Server Configuration & Requirements¶
Before proceeding to configure the Nagios server collecting the monitoring data from the EPAS MASTER, make sure the nagios-plugins package is installed and / or the check_nrpe binary is present in the Nagios plugin folder(s).
The current guide assumes that a host has already been defined, corresponding to the EPAS MASTER appliance, in the default hosts configuration file (hosts.cfg). The host configuration should contain the IP address, hostname, check interval, check period, notification statuses as well as the default availability check command (e.g. ping).

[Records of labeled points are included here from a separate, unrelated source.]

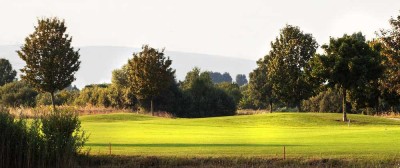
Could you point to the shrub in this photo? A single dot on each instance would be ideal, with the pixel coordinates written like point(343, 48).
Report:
point(17, 94)
point(64, 97)
point(62, 136)
point(53, 140)
point(326, 101)
point(204, 99)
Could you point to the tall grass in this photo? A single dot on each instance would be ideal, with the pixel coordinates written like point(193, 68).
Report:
point(52, 140)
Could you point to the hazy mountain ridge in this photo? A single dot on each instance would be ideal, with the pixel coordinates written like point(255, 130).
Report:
point(99, 61)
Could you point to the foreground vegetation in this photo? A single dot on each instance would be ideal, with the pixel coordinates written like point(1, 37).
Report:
point(305, 135)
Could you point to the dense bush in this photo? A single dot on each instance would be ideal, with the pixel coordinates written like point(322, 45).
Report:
point(232, 89)
point(248, 101)
point(17, 94)
point(203, 98)
point(326, 101)
point(64, 97)
point(94, 95)
point(52, 140)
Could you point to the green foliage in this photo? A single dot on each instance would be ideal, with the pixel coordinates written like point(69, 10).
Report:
point(350, 63)
point(217, 77)
point(7, 74)
point(94, 96)
point(53, 140)
point(232, 89)
point(16, 94)
point(51, 61)
point(391, 53)
point(63, 97)
point(248, 101)
point(325, 101)
point(150, 73)
point(62, 135)
point(120, 93)
point(241, 79)
point(260, 93)
point(288, 65)
point(205, 99)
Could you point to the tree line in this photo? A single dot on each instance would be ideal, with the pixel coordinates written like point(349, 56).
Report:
point(351, 75)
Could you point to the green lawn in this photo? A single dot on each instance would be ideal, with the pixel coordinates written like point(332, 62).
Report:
point(305, 135)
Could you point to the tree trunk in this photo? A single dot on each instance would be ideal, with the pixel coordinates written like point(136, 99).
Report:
point(299, 107)
point(270, 106)
point(151, 107)
point(52, 101)
point(344, 105)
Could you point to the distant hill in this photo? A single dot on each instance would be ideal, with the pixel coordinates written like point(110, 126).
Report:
point(99, 61)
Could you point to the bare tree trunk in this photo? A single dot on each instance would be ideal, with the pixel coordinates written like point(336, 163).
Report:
point(344, 104)
point(52, 101)
point(151, 107)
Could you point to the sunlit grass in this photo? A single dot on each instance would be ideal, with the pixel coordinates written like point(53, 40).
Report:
point(320, 135)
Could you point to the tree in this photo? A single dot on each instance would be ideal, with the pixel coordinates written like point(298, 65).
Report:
point(391, 53)
point(232, 89)
point(7, 74)
point(288, 65)
point(204, 98)
point(150, 73)
point(51, 61)
point(17, 93)
point(349, 62)
point(260, 86)
point(241, 79)
point(217, 77)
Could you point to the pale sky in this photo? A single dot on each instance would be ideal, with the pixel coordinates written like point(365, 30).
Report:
point(234, 28)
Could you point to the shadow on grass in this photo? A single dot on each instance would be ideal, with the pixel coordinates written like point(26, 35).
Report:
point(185, 145)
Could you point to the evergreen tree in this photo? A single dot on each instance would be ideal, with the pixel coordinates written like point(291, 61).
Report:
point(51, 61)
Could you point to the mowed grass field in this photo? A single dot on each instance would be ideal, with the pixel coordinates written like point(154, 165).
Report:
point(305, 135)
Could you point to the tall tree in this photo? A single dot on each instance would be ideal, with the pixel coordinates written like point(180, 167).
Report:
point(350, 63)
point(149, 73)
point(241, 79)
point(217, 77)
point(7, 73)
point(288, 65)
point(51, 61)
point(391, 52)
point(260, 86)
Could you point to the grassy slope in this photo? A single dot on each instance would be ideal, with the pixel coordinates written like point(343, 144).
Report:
point(304, 135)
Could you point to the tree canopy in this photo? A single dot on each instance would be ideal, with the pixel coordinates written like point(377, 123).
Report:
point(149, 73)
point(241, 79)
point(391, 52)
point(51, 61)
point(350, 63)
point(288, 64)
point(7, 73)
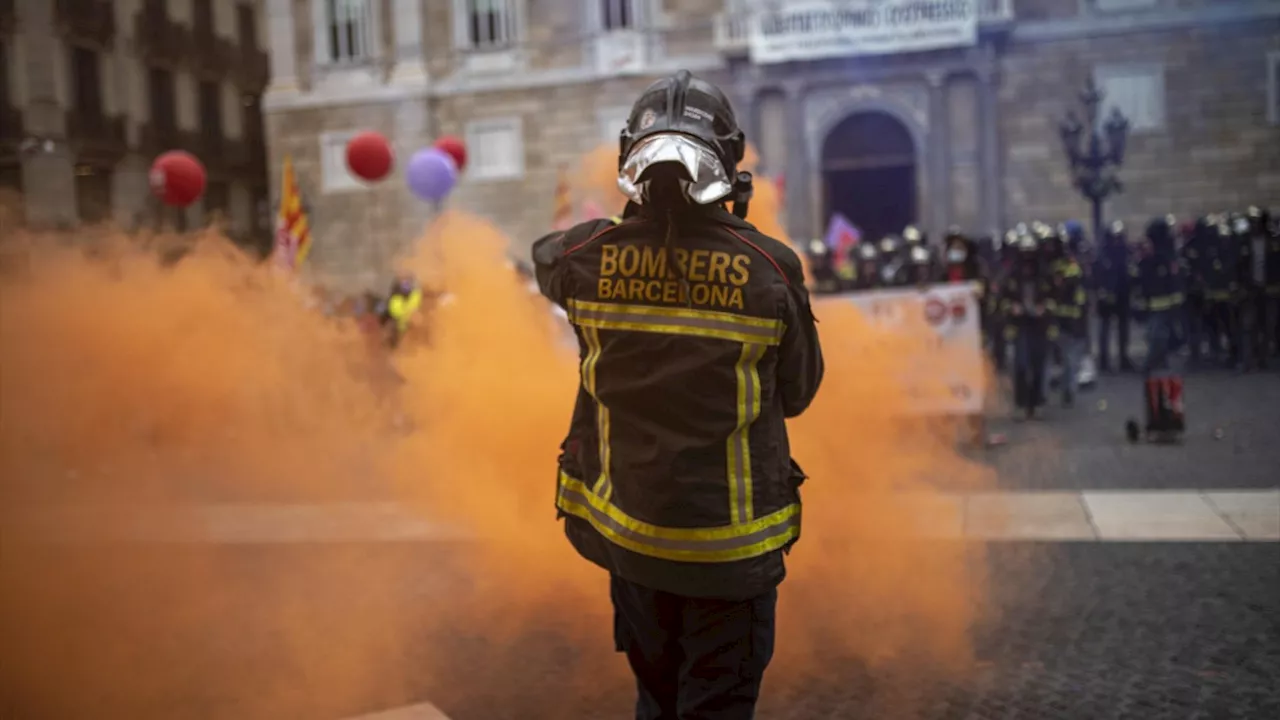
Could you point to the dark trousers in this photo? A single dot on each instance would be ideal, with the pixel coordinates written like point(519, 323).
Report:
point(694, 659)
point(1031, 356)
point(1120, 318)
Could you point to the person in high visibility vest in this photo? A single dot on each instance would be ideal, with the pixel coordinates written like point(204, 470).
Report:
point(696, 342)
point(402, 305)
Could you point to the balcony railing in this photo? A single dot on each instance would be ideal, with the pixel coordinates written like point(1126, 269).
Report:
point(732, 31)
point(87, 21)
point(8, 17)
point(94, 133)
point(160, 40)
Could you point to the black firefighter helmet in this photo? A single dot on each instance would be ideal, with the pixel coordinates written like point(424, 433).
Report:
point(688, 124)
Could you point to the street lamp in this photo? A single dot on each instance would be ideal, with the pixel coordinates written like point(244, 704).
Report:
point(1095, 158)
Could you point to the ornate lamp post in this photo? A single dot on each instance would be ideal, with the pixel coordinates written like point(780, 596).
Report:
point(1095, 158)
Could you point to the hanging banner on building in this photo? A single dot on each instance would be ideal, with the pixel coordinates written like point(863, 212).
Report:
point(936, 340)
point(812, 30)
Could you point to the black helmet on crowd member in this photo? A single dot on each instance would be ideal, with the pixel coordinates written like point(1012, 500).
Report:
point(681, 128)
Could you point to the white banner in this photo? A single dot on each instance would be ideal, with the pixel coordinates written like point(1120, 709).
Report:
point(810, 30)
point(941, 365)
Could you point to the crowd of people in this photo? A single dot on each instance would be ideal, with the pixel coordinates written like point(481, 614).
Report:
point(1208, 287)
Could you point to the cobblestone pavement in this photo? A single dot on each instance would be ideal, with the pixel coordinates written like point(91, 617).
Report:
point(1084, 447)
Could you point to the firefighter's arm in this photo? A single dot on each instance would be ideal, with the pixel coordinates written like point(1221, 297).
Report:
point(800, 365)
point(548, 255)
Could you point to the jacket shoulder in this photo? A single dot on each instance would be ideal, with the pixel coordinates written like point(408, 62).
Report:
point(782, 255)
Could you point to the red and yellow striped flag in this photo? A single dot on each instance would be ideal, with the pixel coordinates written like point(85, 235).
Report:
point(563, 217)
point(292, 228)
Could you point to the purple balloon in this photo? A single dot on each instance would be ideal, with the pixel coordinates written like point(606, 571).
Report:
point(432, 174)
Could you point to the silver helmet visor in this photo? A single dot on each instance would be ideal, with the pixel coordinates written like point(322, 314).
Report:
point(705, 181)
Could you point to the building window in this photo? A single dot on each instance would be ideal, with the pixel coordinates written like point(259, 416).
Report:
point(163, 103)
point(488, 24)
point(86, 81)
point(617, 14)
point(497, 149)
point(1137, 91)
point(211, 110)
point(336, 176)
point(612, 121)
point(1274, 87)
point(348, 31)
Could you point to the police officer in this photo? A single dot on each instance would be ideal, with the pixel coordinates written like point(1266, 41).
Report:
point(823, 268)
point(668, 479)
point(894, 258)
point(1066, 306)
point(1160, 294)
point(1270, 229)
point(1024, 304)
point(1112, 279)
point(865, 265)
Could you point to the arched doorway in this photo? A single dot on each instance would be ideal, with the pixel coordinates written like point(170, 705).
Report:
point(869, 173)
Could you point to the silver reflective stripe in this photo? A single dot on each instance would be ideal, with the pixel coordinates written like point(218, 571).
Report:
point(607, 524)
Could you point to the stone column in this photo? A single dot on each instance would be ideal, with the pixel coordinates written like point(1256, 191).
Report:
point(940, 155)
point(284, 50)
point(48, 165)
point(800, 181)
point(988, 142)
point(408, 63)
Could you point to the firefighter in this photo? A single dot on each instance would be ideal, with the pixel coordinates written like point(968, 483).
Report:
point(1024, 304)
point(822, 265)
point(894, 258)
point(668, 479)
point(1112, 279)
point(867, 263)
point(1006, 254)
point(1270, 229)
point(919, 265)
point(403, 301)
point(1066, 308)
point(1160, 291)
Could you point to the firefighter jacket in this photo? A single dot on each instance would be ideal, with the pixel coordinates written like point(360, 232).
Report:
point(1024, 302)
point(1068, 300)
point(1160, 285)
point(1111, 276)
point(1272, 263)
point(676, 472)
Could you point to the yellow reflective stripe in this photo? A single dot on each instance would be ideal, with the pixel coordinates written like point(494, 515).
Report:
point(676, 320)
point(739, 451)
point(602, 414)
point(689, 545)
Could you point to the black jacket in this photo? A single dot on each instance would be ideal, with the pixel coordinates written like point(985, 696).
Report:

In the commands configuration file (commands.cfg), a Nagios command should be configured using the following data, replacing the <path_to_check_nrpe_binary> with the full, absolute path, to the check_nrpe binary:
define command {
command_name check_nrpe
command_line <path_to_check_nrpe_binary> -H $HOSTADDRESS$ -c $ARG1$
}
The commands can be executed by using the following service template, replacing <check_command> with one of the commands (check_systems, check_disks, check_fans, check_temps), and <epas_host> with the host_name value of the EPAS MASTER appliance, in the hosts.cfg configuration file:
define service{
use generic-service
host_name <epas_host>
service_description EPAS <check_command>
check_command check_nrpe!<check_command>
}
After the above settings have been done in the services.cfg configuration file, the Nagios service should be restarted in order to reload the changes. As Nagios has a flexible configuration, the above recommendations should be adapted to fit the custom Nagios deployment. Icinga or other Nagios-based monitoring tools have similar way of adding NRPE commands and are documented by solution provider.